THE PALE OF SETTLEMENT
Pogroms are almost universally regarded as a typically Russian phenomenon even though nearly all the "Russian" pogroms of the late nineteenth and early twentieth centuries occurred outside Russia, in Ukraine or Bessarabia (modern Moldova). (1) These, together with Byelorussia (apparently not so badly affected in the nineteenth century), made up the 'Pale of Settlement', previously, as we've seen in earlier articles, the areas of Poland that were incorporated into the Russian Empire in the eighteenth century. Jews had been excluded from Russia proper ('Great Russia') since the sixteenth century, though by the late nineteenth century exceptions were made for certain legally defined categories of the wealthier or more educated Jews. The 'Jewish problem', however, endlessly discussed by Russian government officials throughout the nineteenth century, had turned on the relations between Jews and peasants in the Pale. On the one hand Jews were blamed for exploiting the peasants and contributing to their misery (as argued in the Derzhavin memorandum, discussed in the last article in this series). On the other hand, Jews - as traders, craftsmen, estate managers, not just as distillers and tavern-keepers - were regarded as providing services that were essential to the wellbeing of the peasantry.
(1) Up to the twentieth century Ukraine was often referred to as 'Little Russia.'
The Russian Empire had inherited from Poland an extraordinary system in which the three main rural classes consisted of three different and fairly well defined religious/racial groups - Polish Catholic landlords, Ukrainian; Byelorussian, Bessarabian Orthodox peasants; Jewish middlemen. For all the vagaries of the constantly changing restrictions put on their activities, the Jews were, relative to the peasant serfs, an element of freedom, able to move more freely and freer to choose their own economic activity. Thus Solzhenitsyn can say, talking about the very early days of their incorporation into the Empire:
'It should be pointed out that the Jews were thus given equal rights not only in contrast to Poland, but also earlier than in France or the German states. (Under Frederick the Great the Jews suffered great limitations.) Indeed Jews in Russia had from the beginning the freedom that Russian peasants were only granted 80 years later. Paradoxically, the Jews gained greater freedom than even the Russian merchants and tradesmen. The latter had to live exclusively in the cities, while in contrast the Jewish population could "live in colonisations in the country and distill liquor." "Although the Jews dwelt in clusters not only in the city but also in the villages, they were counted as part of the city contingent — inclusive of merchant and townsmen classes."' (2)
(2) Pp 43-4 of the French edition.
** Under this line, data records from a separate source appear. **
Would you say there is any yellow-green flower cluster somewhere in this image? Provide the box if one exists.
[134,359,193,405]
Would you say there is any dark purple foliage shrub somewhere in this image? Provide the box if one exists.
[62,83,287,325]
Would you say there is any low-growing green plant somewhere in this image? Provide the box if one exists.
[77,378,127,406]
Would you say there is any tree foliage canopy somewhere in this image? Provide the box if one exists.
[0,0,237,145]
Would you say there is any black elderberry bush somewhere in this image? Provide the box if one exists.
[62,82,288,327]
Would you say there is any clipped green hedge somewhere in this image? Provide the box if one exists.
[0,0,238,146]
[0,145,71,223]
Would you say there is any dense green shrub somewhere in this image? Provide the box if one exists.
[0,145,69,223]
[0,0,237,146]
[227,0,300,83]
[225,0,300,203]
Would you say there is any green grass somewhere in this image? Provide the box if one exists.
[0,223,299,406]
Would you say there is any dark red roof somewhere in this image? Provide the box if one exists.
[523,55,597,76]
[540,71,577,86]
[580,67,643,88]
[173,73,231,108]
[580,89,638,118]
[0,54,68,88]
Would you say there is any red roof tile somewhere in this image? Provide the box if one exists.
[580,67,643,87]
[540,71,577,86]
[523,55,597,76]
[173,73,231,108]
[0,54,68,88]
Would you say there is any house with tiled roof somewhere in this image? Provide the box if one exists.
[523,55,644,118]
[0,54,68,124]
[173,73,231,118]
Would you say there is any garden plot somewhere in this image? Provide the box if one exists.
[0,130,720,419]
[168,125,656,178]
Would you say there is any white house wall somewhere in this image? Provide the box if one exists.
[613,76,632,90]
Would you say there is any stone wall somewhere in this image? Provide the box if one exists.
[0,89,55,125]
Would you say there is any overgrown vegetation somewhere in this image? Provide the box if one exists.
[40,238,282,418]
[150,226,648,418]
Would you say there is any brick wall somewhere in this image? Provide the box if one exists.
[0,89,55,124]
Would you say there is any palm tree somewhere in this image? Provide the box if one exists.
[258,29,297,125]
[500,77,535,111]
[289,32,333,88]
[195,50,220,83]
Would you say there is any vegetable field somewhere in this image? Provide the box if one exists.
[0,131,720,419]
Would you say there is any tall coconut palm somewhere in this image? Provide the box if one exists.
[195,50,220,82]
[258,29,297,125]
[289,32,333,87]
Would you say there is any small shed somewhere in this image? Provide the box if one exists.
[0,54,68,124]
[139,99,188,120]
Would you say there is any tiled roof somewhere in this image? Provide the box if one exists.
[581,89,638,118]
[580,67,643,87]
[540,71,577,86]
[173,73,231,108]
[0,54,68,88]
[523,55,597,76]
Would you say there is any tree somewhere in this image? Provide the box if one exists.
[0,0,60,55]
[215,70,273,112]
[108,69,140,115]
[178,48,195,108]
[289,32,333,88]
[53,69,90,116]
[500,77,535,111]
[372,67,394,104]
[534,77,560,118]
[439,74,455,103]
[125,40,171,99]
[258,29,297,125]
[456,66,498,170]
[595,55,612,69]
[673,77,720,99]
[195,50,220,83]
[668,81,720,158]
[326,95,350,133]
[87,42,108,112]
Translation in the English version available on Kindle. Passages in inverted commas are quotations. Solzhenitsyn gives his sources but I haven't bothered with them.
But for very large numbers of Jews, the peasantry was the main source of their possibility of making a living. They had to extract from a poor and downtrodden peasantry as much money as they possibly could. Under these circumstances one could be surprised that - leaving aside the seventeenth century Khelmnitsky rising which resulted in Ukraine East of the Dnieper being incorporated into the Russian Empire - pogroms did not occur earlier. When they did occur - the first of the series was in 1881 (3) - they caused great alarm as a first manifestation of mass political action. In all the previous discussions the peasantry in the Pale of Settlement had been regarded as helpless and inert victims. The pogroms could be (and were, both in government circles and among the radicals) regarded as a first spontaneous initiative of the newly emancipated peasantry.
(3) There were earlier pogroms in Odessa, in 1821, 1856 and 1871. Odessa was however something of a place apart as a territory taken from the Tatars with an essentially new population made up of many different nationalities. The 1821 and 1856 pogroms were products of tensions between Jews and Greeks. The 1871 pogrom started with a Jewish/Greek confrontation but, unlike the previous ones, the Greeks were joined by Russians. 6 people were killed, 21 wounded, 863 houses and 532 businesses damaged or destroyed. This, and the sympathy shown to the pogromists by government and intelligentsia, came as a profound shock to a Jewish community that thought itself more than usually well integrated. See Steve J. Zipperstein; 'Jewish enlightenment in Odessa: cultural characteristics, 1794-1871', Jewish Social Studies, Vol 44, No 1, Winter 1982, pp.19-36. Solzhenitsyn, it should be said, presents the 1871 pogrom as just another Greek/Jew confrontation and claims that there were no victims (pp.205-6 of the French edition).